March 19, 2019, 14:58

Iran Gov’t Confident OPEC Will Reach Deal on Output Cuts

Iran Gov’t Confident OPEC Will Reach Deal on Output Cuts

Iranian officials say OPEC’s recent decision to cut output will reflect positively on the Islamic Republic’s economy, as Tehran is still hoping to maintain some of its oil exports despite stringent US sanctions.

Kristian Rouz — Iranian Oil Minister Bijan Zanganeh has said he is confident OPEC will be able to implement the new round of cuts to crude production aimed at boosting prices. The official’s remarks come after the oil cartel and non-OPEC member Russia met in Vienna earlier this month and agreed in principle to reduce their combined output.

Meanwhile, Iranian officials are also hopeful that the Islamic Republic will be able to export some of its oil despite the re-enforcement of US sanctions, and an apparent reluctance of Iran’s traditional customers to continue trading with Tehran.

In a statement on his Twitter account Sunday, Oil Minister Bijan Zanganeh welcomed OPEC’s willingness to cut production in order to support international oil prices.

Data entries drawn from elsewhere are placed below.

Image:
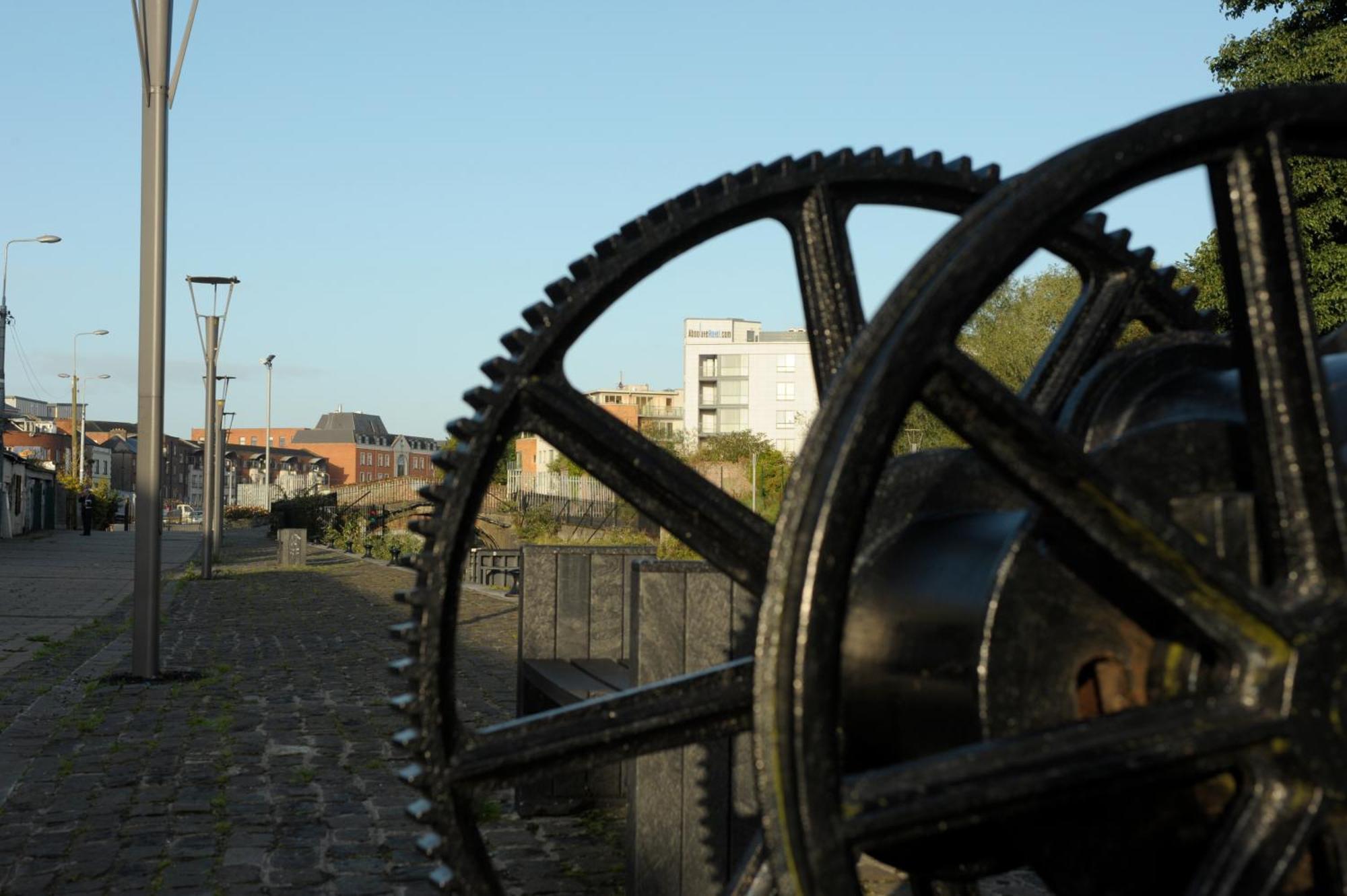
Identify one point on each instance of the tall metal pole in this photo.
(266, 475)
(75, 423)
(150, 423)
(218, 522)
(208, 452)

He suggested internal political differences within the cartel should not become an obstacle to OPEC’s common interest of bolstering world oil prices. 

“OPEC… has shown the capacity in which members can hold talks and reach important results regarding their common interests despite having the most intense political disputes or even military conflicts (such as during the Iran-Iraq war),” Zanganeh wrote.

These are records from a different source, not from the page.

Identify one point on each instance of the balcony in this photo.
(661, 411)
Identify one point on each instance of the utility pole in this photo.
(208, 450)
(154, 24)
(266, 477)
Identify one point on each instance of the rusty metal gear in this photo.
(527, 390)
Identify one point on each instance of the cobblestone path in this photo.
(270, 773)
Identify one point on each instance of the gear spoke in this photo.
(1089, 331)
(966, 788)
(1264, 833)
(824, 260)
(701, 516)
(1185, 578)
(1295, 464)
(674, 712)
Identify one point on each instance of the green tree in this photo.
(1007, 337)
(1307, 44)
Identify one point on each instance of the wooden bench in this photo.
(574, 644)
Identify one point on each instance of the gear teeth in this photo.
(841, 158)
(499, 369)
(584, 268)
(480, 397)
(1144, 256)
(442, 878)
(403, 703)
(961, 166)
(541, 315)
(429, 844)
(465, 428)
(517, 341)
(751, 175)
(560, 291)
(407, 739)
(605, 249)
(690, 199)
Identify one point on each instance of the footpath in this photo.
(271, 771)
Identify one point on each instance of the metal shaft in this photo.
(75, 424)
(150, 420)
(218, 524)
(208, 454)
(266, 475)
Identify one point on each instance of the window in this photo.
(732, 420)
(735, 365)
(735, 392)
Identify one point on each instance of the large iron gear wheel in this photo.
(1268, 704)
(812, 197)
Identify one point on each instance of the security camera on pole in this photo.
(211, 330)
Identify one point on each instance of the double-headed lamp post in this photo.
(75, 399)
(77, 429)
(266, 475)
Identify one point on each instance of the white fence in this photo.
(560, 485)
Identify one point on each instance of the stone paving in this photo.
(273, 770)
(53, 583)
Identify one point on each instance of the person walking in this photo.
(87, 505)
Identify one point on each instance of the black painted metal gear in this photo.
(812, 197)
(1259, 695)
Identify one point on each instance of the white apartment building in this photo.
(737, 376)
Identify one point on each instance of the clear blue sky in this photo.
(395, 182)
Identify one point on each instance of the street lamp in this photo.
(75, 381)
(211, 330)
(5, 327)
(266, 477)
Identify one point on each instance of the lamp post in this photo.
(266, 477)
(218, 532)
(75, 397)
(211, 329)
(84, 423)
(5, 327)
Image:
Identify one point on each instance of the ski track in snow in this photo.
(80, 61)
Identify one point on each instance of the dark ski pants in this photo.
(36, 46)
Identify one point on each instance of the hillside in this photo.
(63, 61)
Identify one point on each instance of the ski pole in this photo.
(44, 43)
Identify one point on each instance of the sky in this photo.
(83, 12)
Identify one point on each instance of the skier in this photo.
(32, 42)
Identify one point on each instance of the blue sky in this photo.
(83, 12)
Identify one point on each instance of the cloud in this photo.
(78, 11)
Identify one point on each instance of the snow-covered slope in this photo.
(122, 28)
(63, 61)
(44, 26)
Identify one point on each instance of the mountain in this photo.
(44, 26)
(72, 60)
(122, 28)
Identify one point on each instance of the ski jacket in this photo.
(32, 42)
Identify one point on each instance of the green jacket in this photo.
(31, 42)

READ MORE: ‘OPEC’s Ability to Influence Prices is Much More Limited Now’ — Economist

The minister’s remarks drew particular scrutiny in the wake of OPEC’s alleged defiance of a warning from US President Donald Trump, who urged the cartel, ahead of the 7 December meeting in Vienna, to allow oil prices to fall. Tehran has repeatedly urged its traditional trade partners to rebuke the latest US sanctions and to continue purchasing Iranian oil. 

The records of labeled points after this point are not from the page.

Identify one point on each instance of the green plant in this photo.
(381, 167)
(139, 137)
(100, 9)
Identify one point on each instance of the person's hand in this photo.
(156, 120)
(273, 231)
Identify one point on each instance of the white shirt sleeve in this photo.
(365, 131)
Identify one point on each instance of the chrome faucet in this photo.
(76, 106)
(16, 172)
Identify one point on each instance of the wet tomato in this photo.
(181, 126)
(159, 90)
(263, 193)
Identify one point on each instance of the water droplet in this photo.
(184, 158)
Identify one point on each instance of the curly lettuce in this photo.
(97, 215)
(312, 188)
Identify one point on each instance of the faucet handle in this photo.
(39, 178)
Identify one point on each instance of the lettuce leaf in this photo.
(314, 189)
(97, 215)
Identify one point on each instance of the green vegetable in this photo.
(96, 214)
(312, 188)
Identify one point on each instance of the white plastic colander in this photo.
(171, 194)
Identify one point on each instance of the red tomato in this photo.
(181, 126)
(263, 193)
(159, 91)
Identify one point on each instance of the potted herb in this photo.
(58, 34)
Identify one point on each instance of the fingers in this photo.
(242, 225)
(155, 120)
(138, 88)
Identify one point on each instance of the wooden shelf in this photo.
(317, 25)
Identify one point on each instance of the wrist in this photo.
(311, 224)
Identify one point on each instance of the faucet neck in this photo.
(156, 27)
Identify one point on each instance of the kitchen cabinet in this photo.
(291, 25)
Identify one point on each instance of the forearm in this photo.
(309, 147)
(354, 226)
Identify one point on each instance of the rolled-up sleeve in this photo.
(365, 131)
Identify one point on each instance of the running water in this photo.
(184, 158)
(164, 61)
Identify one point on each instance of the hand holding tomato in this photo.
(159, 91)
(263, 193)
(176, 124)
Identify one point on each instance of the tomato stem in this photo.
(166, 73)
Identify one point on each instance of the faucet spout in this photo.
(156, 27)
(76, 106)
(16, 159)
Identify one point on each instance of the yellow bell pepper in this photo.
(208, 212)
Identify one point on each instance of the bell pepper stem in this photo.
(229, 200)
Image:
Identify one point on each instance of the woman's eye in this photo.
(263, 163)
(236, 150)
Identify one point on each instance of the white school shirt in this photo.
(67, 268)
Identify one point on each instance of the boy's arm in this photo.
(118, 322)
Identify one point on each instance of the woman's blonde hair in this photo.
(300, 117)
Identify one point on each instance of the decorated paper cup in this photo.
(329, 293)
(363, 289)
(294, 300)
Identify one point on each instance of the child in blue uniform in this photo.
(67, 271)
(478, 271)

However, the outlook for the Iranian oil industry is uncertain. South Korea — one of Iran’s key international customers — slashed its crude imports from the Islamic Republic last month, in line with the US embargo.

Seoul’s move came despite a waiver from the US, allowing South Korea to continue trade with Iran for the time being. According to several reports, South Korean buyers have been in talks with Tehran over the past few weeks, seeking to sign new contracts — yet, to no avail so far.

South Korea’s customs records show the nation’s imports of Iranian oil dropped 57.9 percent to 7.15 mln tonnes between January and November, or some 157,000 barrels per day (bpd) — compared to a total of 17 mln tonnes for the entirety of 2017.

Another major customer of Iranian oil exporters, India, has also shown signs of winding down its imports despite high fuel prices driving up India’s domestic inflation rate in recent months. 

READ MORE: US Role to Be Diminished in Future Due to Emerging Economies — Qatari Minister

Last month, India imported some 276,000 bpd of Iranian oil — a 41-percent decline from October, and a 4-percent year-on-year drop. The South Asian nation is currently allowed to buy some 300,000 bpd of Iranian oil under the existing US waiver, which is valid for six months since the introduction of Washington’s oil embargo in early November.

These tendencies suggest that even though Iran’s core global trade partners are still allowed to buy Iranian oil, they are already bracing for a full crackdown on the Islamic Republic’s energy exports next year.

In light of this, higher oil prices appear to be in Iran’s best interest at this point, as the Islamic Republic is trying to accumulate as much cash reserves it can before US sanctions take full effect. Hence Iran’s praise for OPEC’s actions, as Tehran is hopeful — as some market analysts have suggested — oil prices could go up to $100/bbl early next year if the oil cartel agrees to implement substantial output cuts.

For its part, the US is seeking to boost investment in its own energy infrastructure ahead of OPEC’s output cuts. US oil producers in Texas and North Dakota are willing to ship oil at a substantial discount due to the massive overproduction in the Permian and Bakken oilfields.

However, the US is currently lacking the required infrastructure to transport all of that oil to refineries and international customers.

All of this might suggest international oil prices are in for another significant increase in the coming weeks, replenishing the budgets of oil producing nations of the Middle East, and spur investment in the US energy and transportation sectors.

It is still unclear at what price point the global oil market will eventually balance out and settle.